A felicidade bloqueia a ação de uns e a infelicidade torna-se insuportável para outros. O Sítio da Nazaré, a cerca de 100 metros de altitude, é um dos locais emblemáticos da terra. “Há pessoas que tentam atirar-se do Sítio porque a namorada ou o namorado deu-lhe com os pés. Ainda há quem se mate por amor. É verdade”, lamenta o comandante. A Nazaré é terra fértil para os apaixonados. “Nesta terra acontece tudo. Deve ser a inspiração da terra à beira mar, não sei”.
Depois do choro e da emoção do momento, Marco e Juliana voltaram cada um para sua casa. A aventura acabou mas, para o rapaz de 16 anos, valeu a pena. “Eu compreendo o lado delas, mas para mim foi bom, porque estivemos juntos.” O casal só planeava voltar a ver os pais em 2019 porque, aí, Juliana já tinha 18 anos. “E aí já podíamos fazer o que quiséssemos, esclarece. Em 2019, Juliana já podia ficar em Portugal, Marco já podia ir para a Suíça, o casal já podia seguir caminho.
Marco e Juliana namoram quase há um ano e meio e nunca disfarçaram as saudades. Segundo a mãe Rosa, Marco estava a sofrer por causa da distância. Refugiava-se muito no quarto, no Viber, no WhatsApp e nas videochamadas, para matar as saudades. “Às vezes até eu falava com ela e a irmã dele também”, aponta Rosa. A paixão não era desconhecida de ninguém. A intensidade, talvez fosse ignorada.
Em outubro do ano passado, as coisas complicaram-se. As saudades eram demasiadas e os pais de Juliana decidiram oferecer uma viagem ao namorado para dezembro. Marco lá foi e esteve na Suíça de 23 de dezembro a 4 de janeiro. De janeiro a abril passaram apenas três meses, mas Marco e Juliana já estavam decididos que não iriam ser novamente separados.
“O amor não se explica, só se sente. É uma coisa que me completa. Gosto muito dela. Quando estou separado dela, sinto um vazio muito grande. Fico triste.” Ela acrescenta: “O amor é como se não houvesse nada de mal no mundo. É quando se está com a pessoa e se está feliz, se dá carinho, apoio, quando se está lá nos momentos maus e bons. É como se fosse tudo bom. Tudo perfeito. Acho que não há nada mais forte”.
Por isso o plano estava bem definido. E o futuro traçado. “Era para ficarmos sempre juntos. Para termos a nossa vida. No futuro queremos ter uma casa na Suíça, outra cá, um carro bom e dois filhos: um menino e uma menina“, relata Marco, apaixonado e convicto. “Eu fugi porque queria passar mais tempo com ele. Não queria estar longe dele.”

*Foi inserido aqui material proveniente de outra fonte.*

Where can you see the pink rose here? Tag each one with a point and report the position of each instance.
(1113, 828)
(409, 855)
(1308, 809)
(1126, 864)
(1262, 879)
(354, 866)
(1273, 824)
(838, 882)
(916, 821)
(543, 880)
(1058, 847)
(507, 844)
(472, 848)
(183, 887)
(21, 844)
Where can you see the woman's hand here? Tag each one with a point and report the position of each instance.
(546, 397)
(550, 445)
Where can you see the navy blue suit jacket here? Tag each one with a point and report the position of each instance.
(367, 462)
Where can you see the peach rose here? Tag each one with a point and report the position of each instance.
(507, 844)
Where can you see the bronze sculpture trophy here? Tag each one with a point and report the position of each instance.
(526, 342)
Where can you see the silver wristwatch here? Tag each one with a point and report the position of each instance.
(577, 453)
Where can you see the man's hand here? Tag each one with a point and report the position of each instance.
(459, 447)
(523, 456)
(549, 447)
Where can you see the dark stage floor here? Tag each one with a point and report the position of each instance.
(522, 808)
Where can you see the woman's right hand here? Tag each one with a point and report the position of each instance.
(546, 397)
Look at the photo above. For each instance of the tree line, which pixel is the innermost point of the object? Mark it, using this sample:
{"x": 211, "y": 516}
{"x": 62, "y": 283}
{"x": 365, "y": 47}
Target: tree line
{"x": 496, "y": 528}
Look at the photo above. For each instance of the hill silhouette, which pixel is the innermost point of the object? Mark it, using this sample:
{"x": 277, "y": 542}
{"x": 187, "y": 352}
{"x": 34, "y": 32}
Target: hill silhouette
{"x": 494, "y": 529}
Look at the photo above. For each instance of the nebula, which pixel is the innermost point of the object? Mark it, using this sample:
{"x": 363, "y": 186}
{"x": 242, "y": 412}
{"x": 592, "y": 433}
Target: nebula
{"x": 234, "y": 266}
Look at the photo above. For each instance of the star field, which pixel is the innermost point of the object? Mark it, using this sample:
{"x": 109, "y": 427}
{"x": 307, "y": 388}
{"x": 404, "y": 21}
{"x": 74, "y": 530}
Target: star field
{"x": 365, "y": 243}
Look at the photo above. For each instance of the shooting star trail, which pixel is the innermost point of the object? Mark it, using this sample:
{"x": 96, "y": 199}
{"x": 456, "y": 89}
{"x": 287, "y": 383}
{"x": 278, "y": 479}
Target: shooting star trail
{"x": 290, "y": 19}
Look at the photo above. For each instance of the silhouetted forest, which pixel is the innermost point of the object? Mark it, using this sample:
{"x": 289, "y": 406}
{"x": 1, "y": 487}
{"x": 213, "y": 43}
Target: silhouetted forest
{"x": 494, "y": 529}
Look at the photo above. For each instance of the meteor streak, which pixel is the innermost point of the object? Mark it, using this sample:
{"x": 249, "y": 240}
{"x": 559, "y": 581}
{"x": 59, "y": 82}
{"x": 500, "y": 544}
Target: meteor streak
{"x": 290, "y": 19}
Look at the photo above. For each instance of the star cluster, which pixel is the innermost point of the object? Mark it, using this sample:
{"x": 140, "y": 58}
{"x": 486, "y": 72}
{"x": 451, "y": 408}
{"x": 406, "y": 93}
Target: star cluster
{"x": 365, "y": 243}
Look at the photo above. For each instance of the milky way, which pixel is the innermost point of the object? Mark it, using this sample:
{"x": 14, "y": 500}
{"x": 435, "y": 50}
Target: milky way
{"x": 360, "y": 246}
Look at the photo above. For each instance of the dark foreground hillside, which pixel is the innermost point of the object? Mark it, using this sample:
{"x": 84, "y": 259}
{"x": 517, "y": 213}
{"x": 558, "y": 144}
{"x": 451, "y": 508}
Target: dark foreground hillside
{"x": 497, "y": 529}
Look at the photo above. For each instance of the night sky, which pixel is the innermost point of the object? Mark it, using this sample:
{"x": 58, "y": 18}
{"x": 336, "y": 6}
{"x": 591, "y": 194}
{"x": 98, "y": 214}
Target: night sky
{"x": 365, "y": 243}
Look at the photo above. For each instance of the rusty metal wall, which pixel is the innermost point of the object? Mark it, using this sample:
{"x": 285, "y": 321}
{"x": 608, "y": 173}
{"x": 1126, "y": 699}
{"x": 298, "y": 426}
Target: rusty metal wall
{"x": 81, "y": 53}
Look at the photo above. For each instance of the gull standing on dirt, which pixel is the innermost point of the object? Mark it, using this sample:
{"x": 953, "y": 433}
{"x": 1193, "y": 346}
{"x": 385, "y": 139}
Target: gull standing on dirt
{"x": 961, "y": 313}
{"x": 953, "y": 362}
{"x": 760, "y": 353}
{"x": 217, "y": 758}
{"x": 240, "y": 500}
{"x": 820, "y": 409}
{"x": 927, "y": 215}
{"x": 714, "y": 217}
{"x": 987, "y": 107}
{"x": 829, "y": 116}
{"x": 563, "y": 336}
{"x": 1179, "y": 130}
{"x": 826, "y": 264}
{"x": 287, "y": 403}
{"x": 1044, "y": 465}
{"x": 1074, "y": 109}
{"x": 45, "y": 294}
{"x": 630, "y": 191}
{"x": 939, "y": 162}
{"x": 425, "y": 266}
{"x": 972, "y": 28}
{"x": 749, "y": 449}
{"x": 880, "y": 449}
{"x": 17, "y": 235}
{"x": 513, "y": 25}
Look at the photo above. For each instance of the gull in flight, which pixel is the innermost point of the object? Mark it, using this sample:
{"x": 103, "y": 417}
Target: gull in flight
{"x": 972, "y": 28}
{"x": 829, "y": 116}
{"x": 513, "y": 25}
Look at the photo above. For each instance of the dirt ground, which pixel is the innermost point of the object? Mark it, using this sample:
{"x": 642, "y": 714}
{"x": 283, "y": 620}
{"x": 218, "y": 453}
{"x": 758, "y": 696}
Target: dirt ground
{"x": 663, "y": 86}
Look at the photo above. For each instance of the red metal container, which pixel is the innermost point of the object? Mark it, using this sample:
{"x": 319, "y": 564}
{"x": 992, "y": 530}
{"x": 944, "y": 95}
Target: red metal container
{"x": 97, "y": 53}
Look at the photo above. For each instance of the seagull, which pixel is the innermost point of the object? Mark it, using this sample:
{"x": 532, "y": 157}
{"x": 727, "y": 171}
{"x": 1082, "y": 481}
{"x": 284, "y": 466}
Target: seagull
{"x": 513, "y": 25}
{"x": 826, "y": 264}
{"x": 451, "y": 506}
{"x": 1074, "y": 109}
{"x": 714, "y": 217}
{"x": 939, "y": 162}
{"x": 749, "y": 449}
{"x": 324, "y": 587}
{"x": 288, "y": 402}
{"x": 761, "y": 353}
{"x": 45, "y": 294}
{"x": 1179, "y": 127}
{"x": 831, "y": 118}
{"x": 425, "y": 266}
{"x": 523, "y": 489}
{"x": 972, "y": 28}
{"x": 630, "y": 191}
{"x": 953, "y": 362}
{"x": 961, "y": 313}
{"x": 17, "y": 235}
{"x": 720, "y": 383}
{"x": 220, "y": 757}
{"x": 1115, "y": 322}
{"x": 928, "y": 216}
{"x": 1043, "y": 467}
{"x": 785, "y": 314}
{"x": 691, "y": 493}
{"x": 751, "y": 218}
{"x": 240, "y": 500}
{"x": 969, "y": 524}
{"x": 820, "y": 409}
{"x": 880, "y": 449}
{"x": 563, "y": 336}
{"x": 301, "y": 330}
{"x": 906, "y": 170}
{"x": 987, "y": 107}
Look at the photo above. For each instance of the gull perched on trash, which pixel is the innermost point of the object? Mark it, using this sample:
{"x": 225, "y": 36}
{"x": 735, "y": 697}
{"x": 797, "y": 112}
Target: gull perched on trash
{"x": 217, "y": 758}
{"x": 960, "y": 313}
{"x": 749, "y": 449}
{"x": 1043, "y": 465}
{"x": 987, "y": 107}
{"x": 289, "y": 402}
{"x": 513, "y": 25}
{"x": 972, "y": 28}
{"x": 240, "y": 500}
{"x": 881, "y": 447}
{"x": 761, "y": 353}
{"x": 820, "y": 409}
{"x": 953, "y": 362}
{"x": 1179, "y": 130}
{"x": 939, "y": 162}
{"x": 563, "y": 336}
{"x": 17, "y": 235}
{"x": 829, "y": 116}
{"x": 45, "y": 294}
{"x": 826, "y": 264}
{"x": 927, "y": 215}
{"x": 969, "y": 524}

Questionada pelo Observador sobre se ia deixar a filha despedir-se ou não do namorado, Marlene respondeu: “Vou deixar. Acho que proibir é pior, não é? Mas vai ser à minha beira! Comigo a ver! Que eu não vou deixá-la sozinha, pode crer que não”. Juliana voltou este sábado para a Suíça. Arrancou às 7h05 do Porto e chegou à Suíça às 10h30. Agora, o reencontro talvez só aconteça em agosto. Mas ainda sem certezas. “Sinto-me triste. Porque vou ficar outra vez sem ele.” Marco ficou em Paredes.